Ocurrió el pasado 28 de diciembre, justo al día siguiente de que las Cortes castellano-manchegas aprobasen el nuevo régimen retributivo de los diputados de la región, por el que han pasado de cobrar unos 1.550 euros al mes de media: 955 de indemnización fija y unos 600 euros en dietas, frente a los 3.650 euros con los que contaban hasta el momento de salario mensual fijo.

Ese día, María José Ciudad, concejal portavoz de la oposición y diputada regional del PP, solicitó por escrito el cese de su compañera María de Gracia Casado Albertos como "concejal liberada en régimen de dedicación exclusiva, con efecto del día 1 de enero de 2013". Así se puede leer en la carta que remitió entonces al alcalde de la ciudad, Joaquim Hermoso, y a la que ha tenido acceso El Confidencial y en la que, a renglón seguido, solicita su "alta como liberada del grupo municipal popular en régimen de dedicación exclusiva". Una carambola política que viene a confirmar otra vez las sospechas que viene denunciando el Partido Socialista de Castilla-La Mancha desde hace meses al argumentar que la 'dieta Cospedal' perjudicará, sobre todo, a los diputados del PSOE, quienes, en su mayoría, no tienen otras responsabilidades políticas a nivel local o regional con las que blindarse ante el recorte del sueldo.
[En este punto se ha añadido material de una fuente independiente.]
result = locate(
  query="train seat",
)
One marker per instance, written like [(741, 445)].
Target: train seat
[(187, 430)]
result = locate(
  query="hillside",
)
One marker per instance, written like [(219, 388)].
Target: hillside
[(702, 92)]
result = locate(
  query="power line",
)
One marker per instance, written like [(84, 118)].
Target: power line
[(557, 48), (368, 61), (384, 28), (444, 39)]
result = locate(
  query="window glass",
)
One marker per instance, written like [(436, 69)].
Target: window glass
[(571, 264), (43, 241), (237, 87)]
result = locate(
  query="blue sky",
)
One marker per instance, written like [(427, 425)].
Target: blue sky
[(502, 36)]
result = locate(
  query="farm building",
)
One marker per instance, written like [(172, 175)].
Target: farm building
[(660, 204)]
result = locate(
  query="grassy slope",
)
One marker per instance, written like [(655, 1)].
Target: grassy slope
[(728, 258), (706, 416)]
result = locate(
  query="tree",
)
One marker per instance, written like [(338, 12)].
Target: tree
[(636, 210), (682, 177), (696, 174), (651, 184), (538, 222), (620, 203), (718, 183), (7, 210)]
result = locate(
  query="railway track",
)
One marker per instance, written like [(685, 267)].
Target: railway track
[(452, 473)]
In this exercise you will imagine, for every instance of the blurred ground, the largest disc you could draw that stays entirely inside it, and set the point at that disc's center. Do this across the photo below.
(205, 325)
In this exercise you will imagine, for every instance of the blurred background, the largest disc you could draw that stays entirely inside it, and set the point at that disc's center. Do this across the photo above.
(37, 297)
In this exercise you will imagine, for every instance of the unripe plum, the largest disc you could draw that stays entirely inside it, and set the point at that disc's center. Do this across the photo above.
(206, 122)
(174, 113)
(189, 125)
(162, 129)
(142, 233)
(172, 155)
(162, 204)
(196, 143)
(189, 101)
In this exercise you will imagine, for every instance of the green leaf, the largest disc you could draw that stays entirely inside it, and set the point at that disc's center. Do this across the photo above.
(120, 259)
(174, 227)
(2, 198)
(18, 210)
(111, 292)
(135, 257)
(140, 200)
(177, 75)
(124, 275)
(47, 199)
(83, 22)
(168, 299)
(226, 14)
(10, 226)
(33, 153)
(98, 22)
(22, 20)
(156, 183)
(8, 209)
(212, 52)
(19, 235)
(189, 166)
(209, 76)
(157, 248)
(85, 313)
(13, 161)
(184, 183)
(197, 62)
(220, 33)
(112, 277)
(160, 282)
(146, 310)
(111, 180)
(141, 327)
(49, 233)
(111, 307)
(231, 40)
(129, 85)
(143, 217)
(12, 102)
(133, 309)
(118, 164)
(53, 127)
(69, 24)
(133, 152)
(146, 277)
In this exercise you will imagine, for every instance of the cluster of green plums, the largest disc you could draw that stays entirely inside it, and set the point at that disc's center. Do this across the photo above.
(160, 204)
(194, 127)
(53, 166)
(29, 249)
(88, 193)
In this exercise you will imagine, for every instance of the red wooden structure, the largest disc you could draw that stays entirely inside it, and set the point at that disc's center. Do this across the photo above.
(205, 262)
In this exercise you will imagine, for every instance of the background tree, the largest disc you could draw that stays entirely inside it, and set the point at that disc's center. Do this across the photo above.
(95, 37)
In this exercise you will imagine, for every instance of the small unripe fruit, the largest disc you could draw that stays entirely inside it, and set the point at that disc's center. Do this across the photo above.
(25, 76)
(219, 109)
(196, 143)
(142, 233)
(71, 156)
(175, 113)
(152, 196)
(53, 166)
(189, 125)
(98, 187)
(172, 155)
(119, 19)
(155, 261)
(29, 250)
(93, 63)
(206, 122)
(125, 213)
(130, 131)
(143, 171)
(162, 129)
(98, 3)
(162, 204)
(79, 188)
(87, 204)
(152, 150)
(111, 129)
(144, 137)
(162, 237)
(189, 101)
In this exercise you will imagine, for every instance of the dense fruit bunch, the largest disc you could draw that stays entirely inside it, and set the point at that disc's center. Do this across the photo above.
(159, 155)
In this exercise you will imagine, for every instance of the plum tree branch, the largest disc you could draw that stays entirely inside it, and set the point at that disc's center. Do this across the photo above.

2.372 euros de sueldo compatibles con las Cortes

Puertollano es una ciudad de 50.000 habitantes en la que el Partido Popular está en la oposición, por lo que esta agrupación solo tiene derecho a un concejal liberado. La petición de María José Ciudad ya ha sido tramitada por el Consistorio y aprobada, mediante otro escrito, tanto por el alcalde como por el secretario del Ayuntamiento. La concejal ha seguido así los pasos de sus compañeros Carlos Velázquez, alcalde de Seseña, y Adela de la Torre, alcaldesa de Brihuega, que fueron los primeros en poner en práctica esta táctica para cargar a las arcas municipales lo que se ahorra el Parlamento de Castilla-La Mancha. El primero se liberó en su Ayuntamiento el pasado 27 de diciembre y se fijó para sí mismo una nueva retribución anual de 40.000 euros compatible con sus emolumentos como diputado. La segunda cobra, desde el pasado 1 de enero, 31.000 euros de su consistorio, también compatibles con las Cortes.